Abstract
Background and objectives
Fracture healing represents a physiological process regulated by a variety of signalling molecules, growth factors and osteogenic progenitor cells. Bone healing following trauma is associated with increased serum concentrations of several pro-inflammatory and angiogenic growth factors1. Platelet-derived growth factor (PDGF) has been shown to stimulate mesenchymal stem cell (MSC) proliferation in vitro. However, the in vivo relationship between the levels of PDGF and the numbers of MSCs in humans has not yet been explored. The aim of this study was to investigate PDGF release in the peripheral circulation following trauma and to correlate it with the numbers of MSCs in iliac crest bone marrow (BM) aspirate and in peripheral blood.
Methods
Trauma patients with lower extremity fractures (n=12, age 18-63 years) were recruited prospectively. Peripheral blood was obtained on admission, and at 1, 3, 5 and 7 days following admission. The serum was collected and PDGF was measured using the enzyme-linked immuno-sorbent assay (ELISA) technique. Iliac crest (BM) aspirate (20ml) and peripheral blood (PB) (20ml) was obtained on days 0-9 following admission.
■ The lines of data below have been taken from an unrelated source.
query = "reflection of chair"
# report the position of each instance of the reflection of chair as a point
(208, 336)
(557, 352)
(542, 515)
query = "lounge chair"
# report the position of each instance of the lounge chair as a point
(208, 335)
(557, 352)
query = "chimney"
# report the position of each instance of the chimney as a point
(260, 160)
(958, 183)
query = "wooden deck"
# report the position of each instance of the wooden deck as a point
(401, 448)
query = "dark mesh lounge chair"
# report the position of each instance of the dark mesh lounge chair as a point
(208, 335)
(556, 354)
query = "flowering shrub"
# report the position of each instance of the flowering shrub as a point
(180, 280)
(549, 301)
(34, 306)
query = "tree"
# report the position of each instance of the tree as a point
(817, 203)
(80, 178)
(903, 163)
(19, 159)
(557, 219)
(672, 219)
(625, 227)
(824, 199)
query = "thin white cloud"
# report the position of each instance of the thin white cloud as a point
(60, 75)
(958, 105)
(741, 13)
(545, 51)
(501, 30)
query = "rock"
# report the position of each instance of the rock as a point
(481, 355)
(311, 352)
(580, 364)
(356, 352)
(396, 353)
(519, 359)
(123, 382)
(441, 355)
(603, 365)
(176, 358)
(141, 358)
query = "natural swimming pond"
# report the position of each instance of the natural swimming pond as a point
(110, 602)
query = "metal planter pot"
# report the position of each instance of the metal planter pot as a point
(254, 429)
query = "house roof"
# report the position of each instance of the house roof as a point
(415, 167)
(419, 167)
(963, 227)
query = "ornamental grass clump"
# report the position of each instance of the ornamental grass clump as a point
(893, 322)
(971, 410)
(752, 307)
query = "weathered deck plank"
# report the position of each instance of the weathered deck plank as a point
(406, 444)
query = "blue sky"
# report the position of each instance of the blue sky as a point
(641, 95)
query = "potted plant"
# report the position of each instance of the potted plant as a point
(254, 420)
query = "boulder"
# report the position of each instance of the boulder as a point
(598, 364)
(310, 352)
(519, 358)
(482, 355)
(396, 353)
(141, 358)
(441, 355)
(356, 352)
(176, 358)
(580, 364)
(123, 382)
MSCs were enumerated using standard colony-forming unit fibroblasts (CFU-F) assay.
Results
We observed a gradual increase in serum PDGF levels following fracture (r2=0.79, p=0.005, n=8), which reached up to 2-fold on day 7. In 5 out of 8 patients recruited for CFU-F study, an increase in iliac crest BM CFU-F per millilitre of aspirate was similarly observed, which reached an average 6-fold post-fracture (ranging from day 3 to day 9). No CFU-Fs were observed in PB at any time-point in all patients studied. In three patients, for which PDGF and CFU-F were measured in parallel, a strong positive correlation was observed between CFU-F numbers per millilitre of BM aspirate and circulating PDGF levels (r2=0.98, p<0.01).
Conclusion
Our data demonstrate, for the first time, that BM MSC pool in humans is not static and can be stimulated following trauma. This is not a result of mobilisation of MSCs into systemic circulation. Rather, MSC activation at remote sites, like iliac crest BM, can be due to systemic up-regulation of several cytokines and growth factors, including PDGF, in peripheral circulation.